Celina Jones, Ph.D. Candidate
Department of Molecular and Human Genetics
Opening the Doors to Scientific Exploration through Human Connection
Having parents who served as missionaries in Panamá taught Baylor College of Medicine graduate student Celina Jones the importance of leading a life of service. Watching them, Celina and her siblings gravitated toward fields that focused on human connection. For Celina, that meant linking her love of biology and teaching to inspire a passion for science in young people.
“A lot of people are intimidated by science,” Celina said, “but I think having great people who package the material well in a way that’s accessible to everybody is a huge skill and very needed…Something I love about teaching is the challenge of presenting science in multiple ways so people who learn differently can all understand it.”
To become that teacher, Celina chose Baylor College of Medicine to pursue her Ph.D. with the goal of becoming an undergraduate professor. Baylor’s Genetics & Genomics Graduate Program became her No. 1 choice following interviews where faculty members asked her specific questions about her work and aspirations. She also saw how faculty and students supported each other as a family. No other graduate schools offered this uniquely student-focused environment.
Currently, Celina works in Dr. Alison Bertuch’s lab studying telomeres and their length maintenance pathways. Dr. Bertuch has been an encouraging mentor and an incredible communicator who trained Celina in scientific thinking, writing and presenting—all areas that bring her closer to becoming a college-level educator.

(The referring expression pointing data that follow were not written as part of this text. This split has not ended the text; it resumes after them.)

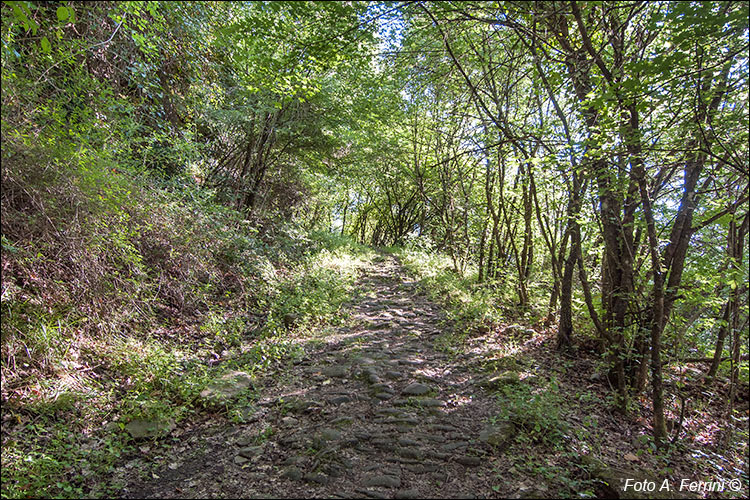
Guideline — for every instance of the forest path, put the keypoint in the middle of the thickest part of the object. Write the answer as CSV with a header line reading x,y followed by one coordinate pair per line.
x,y
373,410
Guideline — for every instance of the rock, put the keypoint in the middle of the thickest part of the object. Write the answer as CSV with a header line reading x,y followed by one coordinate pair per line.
x,y
499,435
325,436
289,421
501,380
454,446
613,480
383,480
292,473
142,428
298,405
410,453
423,468
407,494
290,320
430,402
370,493
469,461
339,400
383,388
314,477
227,387
407,442
330,434
342,421
251,451
416,389
336,371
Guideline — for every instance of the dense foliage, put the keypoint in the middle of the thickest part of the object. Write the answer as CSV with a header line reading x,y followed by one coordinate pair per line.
x,y
582,166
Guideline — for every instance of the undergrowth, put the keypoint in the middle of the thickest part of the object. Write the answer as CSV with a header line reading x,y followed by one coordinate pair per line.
x,y
122,301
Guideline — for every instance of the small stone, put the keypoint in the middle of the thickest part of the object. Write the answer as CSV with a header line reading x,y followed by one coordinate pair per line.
x,y
336,371
407,442
144,428
383,388
227,387
416,389
292,473
454,446
316,478
430,402
383,480
339,400
469,461
410,453
407,494
341,421
502,380
289,421
251,451
498,435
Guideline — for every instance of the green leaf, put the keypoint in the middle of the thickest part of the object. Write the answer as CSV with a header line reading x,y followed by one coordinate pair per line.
x,y
62,13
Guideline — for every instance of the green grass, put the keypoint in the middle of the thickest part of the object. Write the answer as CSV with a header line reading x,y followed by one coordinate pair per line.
x,y
116,314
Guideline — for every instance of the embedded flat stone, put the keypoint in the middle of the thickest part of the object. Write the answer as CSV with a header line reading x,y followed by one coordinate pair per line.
x,y
227,387
416,389
382,480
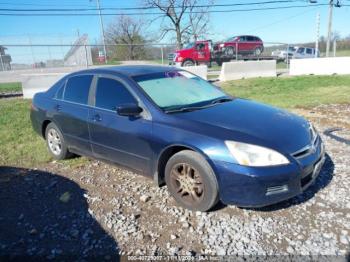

In addition to fantastic mentorship, Celina benefited from Baylor’s teaching programs and connections to other universities in Houston to elevate her training. Through Baylor’s Saturday Morning Science program, Celina led small group discussions to engage 9th and 10th graders from underrepresented minorities in out-of-the-box thinking that fosters problem-solving and leaves them in awe of science. She also brought up the concept of work/life balance, which is important to staving off “burnout.”
The Career Development Center enabled Celina to attend lectures at the University of St. Thomas. There, faculty member Dr. Albert Ribes-Zamora let her teach his class a few times as a guest lecturer. This offered her invaluable experience where she gained feedback directly from students.
One of Celina’s most encouraging moments at Baylor occurred during her first-year journal club class that developed her presentation skills. After her presentation, Dr. Andy Groves, who taught the course, pulled her aside and said, “I’ve been doing this for many years and that was one of the best presentations that I’ve ever seen.” This incredibly validating experience reaffirmed to Celina that she was on the right track at Baylor.
Celina believes that forming connections with faculty and finding mentors is critical for Baylor students just starting their academic journey. She also recommends that they explore their options, try new things and volunteer even if it is not directly related to their field of study.
“Incorporating service into your life is important for everyone,” Celina said, “mostly so that we use our gifts to help others, but also because it reminds us that the world is so much bigger than our jobs and puts things in perspective.”